The oil-price rebound has stalled
The post-lockdown rally in the oil price has now stalled, with prices down by 6% since the beginning of September
Are we heading for another oil-price slump? Benchmark Brent crude futures plunged to an 18-year low of around $19 a barrel in April, while US oil futures briefly went negative. Prices have since climbed out of the lockdown hole, with Brent trading around $45 a barrel over the summer. Yet the rally has now stalled, with prices down by 6% since 1 September to about $42.50 a barrel.
Global demand for oil is wobbly. A second wave of Covid-19 will see more people working from home, while lapsing government support programmes make for a shakier outlook for consumption and global trade. Global crude oil demand was roughly 100 million barrels per day (mbpd) in 2019, but is likely to be closer to 90 mbpd this year, according to forecasts by oil-exporters’ cartel Opec. In Japan, the world’s fourth-biggest crude importer, imports fell by more than 25% on the year in August, says Bozorgmehr Sharafedin in Reuters.

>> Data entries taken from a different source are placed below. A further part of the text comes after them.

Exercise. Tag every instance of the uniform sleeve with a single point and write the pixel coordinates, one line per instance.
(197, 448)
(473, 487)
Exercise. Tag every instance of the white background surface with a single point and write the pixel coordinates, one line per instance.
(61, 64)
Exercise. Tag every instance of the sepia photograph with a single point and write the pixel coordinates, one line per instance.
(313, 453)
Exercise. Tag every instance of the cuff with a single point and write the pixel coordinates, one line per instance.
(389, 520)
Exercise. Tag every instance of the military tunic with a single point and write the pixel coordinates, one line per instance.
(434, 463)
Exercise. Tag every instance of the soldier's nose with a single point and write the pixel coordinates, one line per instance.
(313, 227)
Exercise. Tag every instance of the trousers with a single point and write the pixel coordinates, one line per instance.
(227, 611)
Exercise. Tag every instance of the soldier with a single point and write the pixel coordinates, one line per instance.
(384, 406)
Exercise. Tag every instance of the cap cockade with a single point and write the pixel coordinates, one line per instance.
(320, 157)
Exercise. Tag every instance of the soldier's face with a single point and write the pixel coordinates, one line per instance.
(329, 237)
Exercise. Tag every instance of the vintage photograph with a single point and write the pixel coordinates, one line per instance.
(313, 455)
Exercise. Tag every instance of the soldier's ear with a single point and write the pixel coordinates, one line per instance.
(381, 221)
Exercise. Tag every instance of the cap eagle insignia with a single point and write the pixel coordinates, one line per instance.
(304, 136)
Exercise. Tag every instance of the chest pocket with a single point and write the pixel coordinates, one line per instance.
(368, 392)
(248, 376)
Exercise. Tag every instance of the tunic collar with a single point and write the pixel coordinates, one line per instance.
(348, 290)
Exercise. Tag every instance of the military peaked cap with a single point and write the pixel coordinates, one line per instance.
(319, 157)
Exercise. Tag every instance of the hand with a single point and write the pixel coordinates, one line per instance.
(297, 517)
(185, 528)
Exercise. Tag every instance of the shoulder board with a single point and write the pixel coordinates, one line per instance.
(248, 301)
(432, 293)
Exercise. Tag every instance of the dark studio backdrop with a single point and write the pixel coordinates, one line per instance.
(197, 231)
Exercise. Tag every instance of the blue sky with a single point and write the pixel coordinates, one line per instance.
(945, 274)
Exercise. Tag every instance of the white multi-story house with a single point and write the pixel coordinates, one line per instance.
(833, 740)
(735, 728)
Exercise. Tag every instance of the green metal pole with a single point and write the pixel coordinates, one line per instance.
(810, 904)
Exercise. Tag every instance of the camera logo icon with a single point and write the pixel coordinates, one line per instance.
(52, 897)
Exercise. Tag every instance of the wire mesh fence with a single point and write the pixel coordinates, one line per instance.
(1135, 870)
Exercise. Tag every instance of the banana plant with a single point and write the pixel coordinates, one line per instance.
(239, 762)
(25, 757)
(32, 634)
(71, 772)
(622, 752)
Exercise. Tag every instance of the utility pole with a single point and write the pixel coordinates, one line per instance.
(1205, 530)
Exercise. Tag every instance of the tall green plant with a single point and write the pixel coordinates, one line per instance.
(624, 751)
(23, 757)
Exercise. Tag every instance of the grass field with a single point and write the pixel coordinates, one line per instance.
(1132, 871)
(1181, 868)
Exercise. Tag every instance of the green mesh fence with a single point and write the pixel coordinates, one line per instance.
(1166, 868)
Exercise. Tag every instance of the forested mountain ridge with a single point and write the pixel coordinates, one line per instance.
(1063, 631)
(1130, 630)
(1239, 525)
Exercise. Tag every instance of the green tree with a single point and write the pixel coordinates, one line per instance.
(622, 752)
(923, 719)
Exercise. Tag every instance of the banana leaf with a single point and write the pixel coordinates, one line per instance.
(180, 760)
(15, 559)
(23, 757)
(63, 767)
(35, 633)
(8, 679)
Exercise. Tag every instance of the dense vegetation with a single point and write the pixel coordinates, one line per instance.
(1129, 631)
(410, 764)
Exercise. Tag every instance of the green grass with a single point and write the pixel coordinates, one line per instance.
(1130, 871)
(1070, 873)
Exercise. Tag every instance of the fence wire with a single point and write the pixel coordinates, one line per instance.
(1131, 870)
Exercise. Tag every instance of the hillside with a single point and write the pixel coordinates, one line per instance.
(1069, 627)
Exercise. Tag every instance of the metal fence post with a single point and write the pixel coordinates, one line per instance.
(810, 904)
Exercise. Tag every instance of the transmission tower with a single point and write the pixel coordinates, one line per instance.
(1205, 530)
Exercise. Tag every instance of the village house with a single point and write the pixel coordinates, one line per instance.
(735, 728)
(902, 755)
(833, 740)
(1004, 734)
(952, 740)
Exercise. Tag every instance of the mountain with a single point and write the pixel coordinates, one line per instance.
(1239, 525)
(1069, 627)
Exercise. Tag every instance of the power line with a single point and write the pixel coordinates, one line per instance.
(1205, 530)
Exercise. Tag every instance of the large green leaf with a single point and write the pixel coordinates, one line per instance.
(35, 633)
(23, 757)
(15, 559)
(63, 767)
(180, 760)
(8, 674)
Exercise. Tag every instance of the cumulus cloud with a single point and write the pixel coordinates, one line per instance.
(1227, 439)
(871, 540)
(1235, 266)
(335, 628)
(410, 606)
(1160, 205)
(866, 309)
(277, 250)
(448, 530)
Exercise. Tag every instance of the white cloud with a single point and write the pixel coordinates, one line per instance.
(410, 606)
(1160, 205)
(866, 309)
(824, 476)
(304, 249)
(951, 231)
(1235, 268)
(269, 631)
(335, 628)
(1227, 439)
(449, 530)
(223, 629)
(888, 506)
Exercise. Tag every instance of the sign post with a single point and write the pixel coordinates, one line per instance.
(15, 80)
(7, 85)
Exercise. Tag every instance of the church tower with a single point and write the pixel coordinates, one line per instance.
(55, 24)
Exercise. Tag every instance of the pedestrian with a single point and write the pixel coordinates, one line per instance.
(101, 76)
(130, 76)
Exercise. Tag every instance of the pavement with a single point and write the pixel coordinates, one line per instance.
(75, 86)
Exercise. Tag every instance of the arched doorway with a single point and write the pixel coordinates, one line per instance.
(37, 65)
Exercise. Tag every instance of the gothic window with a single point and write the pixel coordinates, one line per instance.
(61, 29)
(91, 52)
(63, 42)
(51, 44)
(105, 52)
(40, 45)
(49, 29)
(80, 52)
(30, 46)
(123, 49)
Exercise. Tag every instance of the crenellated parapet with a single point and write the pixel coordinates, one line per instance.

Bulls are looking to the supply side. The price crash has battered US shale oil, says Myles McCormick in the Financial Times. Upstream energy firms with a combined $85bn of debt have filed for bankruptcy protection over the last eight months. Many investors are “fed up” with the unprofitable sector and won’t bankroll further losses. US oil output peaked at 13 mbpd at the start of this year, but is currently below 11 mbpd says the Energy Information Administration.
Oil-Price War Two?
Yet reduced output will only gradually make a dent in the world’s swollen stockpiles. Countries such as China used the April price crash as an opportunity to fill up the national tank at a bargain price. Global inventories remain above historic levels and “spare capacity” in the supply chain is “at the highest levels in 25 years”, says Steve Goldstein in Barron’s.
April’s oil-price crash was triggered by a Saudi-Russian “price war”. Unable to agree on how to manage slumping demand amid the first wave of lockdowns, the two sides resorted to flooding the market with crude in an all-out effort to win market share.
After the price war, however, Opec+, a grouping led by Saudi Arabia and Russia, got its act together, cutting collective output by 9.7 mbpd in April compared with 2018 output levels. That move stabilised the market. Those cuts are being reduced, but still stand at 7.7 mbpd. Could we be in for a repeat performance? Riyadh and Moscow are split over how to manage the latest demand hit, says Julian Lee on Bloomberg. Russia prefers to wait and see, but the Saudis have called for a more “proactive and preemptive” approach that favours new cuts to keep prices buoyant. This is all strikingly similar to what happened in March. Don’t rule out “another showdown before the end of the year”.